A Bike Made to Fit Mark V

sycip%20raw%20on%20wheels.jpg Somedays I roll out of bed and I think to myself “Mark, you are a god*&%$ed genius!”

Once in a while I have a brilliant idea. Like my super compact track bike design.

Back in 1999 while delivering pizzas on a 13” Fisher Ziggarat mtb with a 400mm seatpost, I noticed that I could launch an almighty sprint form a standstill since with the low top tube I had so much room to rock the bike. Coincidently, customers noticed that their pizzas were all scrambled in the box after I delivered them. Pizza aside, wouldn’t a track bike frame also benefit from loads of clearance? So started my 8 years of experimenting with track bike design.

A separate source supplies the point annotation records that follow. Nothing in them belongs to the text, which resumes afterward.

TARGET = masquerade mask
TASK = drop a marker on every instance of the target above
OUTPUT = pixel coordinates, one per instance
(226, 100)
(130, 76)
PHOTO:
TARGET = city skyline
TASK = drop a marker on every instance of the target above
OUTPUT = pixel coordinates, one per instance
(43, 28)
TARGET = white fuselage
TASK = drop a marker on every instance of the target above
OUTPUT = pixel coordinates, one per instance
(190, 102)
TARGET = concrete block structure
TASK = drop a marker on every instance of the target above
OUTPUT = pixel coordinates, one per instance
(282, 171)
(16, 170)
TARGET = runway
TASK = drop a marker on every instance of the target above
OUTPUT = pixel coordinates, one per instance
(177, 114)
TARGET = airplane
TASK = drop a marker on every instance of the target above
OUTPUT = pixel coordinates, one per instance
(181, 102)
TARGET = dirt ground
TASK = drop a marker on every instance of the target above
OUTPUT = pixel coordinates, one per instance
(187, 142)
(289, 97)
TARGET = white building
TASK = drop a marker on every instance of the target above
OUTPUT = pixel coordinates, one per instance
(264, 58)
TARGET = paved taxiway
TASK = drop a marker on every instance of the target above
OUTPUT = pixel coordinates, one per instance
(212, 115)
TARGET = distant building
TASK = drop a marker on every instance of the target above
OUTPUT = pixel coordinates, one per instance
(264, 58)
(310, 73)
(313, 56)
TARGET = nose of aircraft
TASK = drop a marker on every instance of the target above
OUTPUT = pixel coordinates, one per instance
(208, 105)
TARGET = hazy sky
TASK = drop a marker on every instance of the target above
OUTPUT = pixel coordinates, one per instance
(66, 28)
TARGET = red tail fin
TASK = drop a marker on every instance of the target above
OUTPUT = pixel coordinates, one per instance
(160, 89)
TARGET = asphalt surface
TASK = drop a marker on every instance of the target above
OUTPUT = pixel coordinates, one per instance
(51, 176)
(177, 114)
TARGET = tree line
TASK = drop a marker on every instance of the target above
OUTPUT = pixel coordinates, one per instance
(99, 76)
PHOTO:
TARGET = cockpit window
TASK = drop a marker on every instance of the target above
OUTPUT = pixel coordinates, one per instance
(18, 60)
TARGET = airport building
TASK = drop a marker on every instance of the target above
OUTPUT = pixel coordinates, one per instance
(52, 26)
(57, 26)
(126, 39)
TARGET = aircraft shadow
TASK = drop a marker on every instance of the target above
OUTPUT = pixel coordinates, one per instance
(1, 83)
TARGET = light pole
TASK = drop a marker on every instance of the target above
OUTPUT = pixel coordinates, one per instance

For my new Sycip track bike, the tubing and fork will be the biggest differences from its predecessors. The geometry of the new frame will be the ultimate expression of what I laid out in my original Sycip and refined in my Sycip No2, which this latest bike (the 3rd true track frame) will replace. In this geometry, the top tube is equivalent to a 49cm bike, but the seat tube is cut down to 38cm. The bottom bracket is about 1cm higher than most track bikes (2 to 2.5cm higher than a road bike), and the front-center (bottom bracket to front axle dimension) is fairly long compared to a keirin frame. The head and seat angles are steep, but not markedly so.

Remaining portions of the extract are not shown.